Wuhan. Cronaca (plausibile) di un’infezione

Un’inchiesta del Sunday Times ricostruisce le tappe che avrebbero portato alla diffusione del Covid-19. E tutto, sostiene il reportage, punta sul laboratorio cinese gestito, più che da scienziati, da apprendisti stregoni. Finiti, grazie al fatale supporto di Pechino, col cambiare il mondo.

Il laboratorio di Wuhan e l’esercito cinese avrebbero lavorato, fin dal 2016, a una variante killer del coronavirus. Una variante che, se si incastrano i pochi pezzi del puzzle oggi a disposizione, sembra assomigliare pericolosamente al Covid-19. È la conclusione cui arriva un lungo e dettagliatissimo reportage dei giornalisti Jonathan Calvert e George Arbuthnott pubblicato sul Sunday Times, settimanale britannico specializzato in inchieste d’attualità.
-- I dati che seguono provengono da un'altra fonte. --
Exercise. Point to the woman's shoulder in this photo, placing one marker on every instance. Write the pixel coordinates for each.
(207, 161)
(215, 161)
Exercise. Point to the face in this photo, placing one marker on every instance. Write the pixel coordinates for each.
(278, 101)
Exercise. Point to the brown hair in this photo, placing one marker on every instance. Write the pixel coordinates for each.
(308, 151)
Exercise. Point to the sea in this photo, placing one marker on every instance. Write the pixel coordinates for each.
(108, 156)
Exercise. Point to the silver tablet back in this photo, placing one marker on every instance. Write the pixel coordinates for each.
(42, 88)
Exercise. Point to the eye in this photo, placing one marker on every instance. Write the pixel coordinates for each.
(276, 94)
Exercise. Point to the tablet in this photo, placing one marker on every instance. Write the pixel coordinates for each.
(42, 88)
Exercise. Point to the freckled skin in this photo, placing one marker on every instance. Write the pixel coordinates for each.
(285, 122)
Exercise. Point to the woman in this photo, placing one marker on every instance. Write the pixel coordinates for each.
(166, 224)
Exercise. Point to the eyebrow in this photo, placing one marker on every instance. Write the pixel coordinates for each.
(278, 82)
Analizzando fonti riservate, mail e brogliacci di intercettazioni dell’intelligence americana, il longform ricostruisce le tappe che, nel giro di 20 anni, avrebbero portato il centro studi della metropoli cinese a diventare un’oscura officina degli orrori in mano ad apprendisti stregoni in camice bianco.

Nel 2003 Wuhan comincia a indagare le origini della Sars, malattia respiratoria esplosa in estremo Oriente agli inizi del nuovo millennio, attirando importanti finanziamenti di un ente di beneficenza statunitense con sede a New York e diretto da un esperto di zoologia. Con i dollari americani, gli scienziati di Pechino si avventurano, scrive il Sunday Times, in «esperimenti sempre più rischiosi su coronavirus raccolti nelle caverne di pipistrelli nel sud della Cina», giustificando tali spericolate manovre come un «aiuto alla scienza per sviluppare nuovi vaccini».

Nel 2012, in una grotta chiamata Shitou, nelle remote montagne della provincia dello Yunnan, nella Cina meridionale, gli scienziati di Wuhan si imbattono in due virus sconosciuti: uno molto simile a quello della Sars, etichettato col nome di Wiv1, e un altro battezzato, invece, Shc014. Dopo anni di analisi e approfondimenti, i ricercatori riescono a dimostrare che Wiv1 è in grado di infettare le cellula umane.

Nel 2015 viene pubblicato uno studio sulla combinazione del virus della Sars con Shc014. Risultato: l’agente patogeno è un «potenziale killer di massa». I giornalisti inglesi scrivono che «ha causato gravi danni ai polmoni in topi “umanizzati” dimostrandosi resistente ai vaccini sviluppati per la Sars».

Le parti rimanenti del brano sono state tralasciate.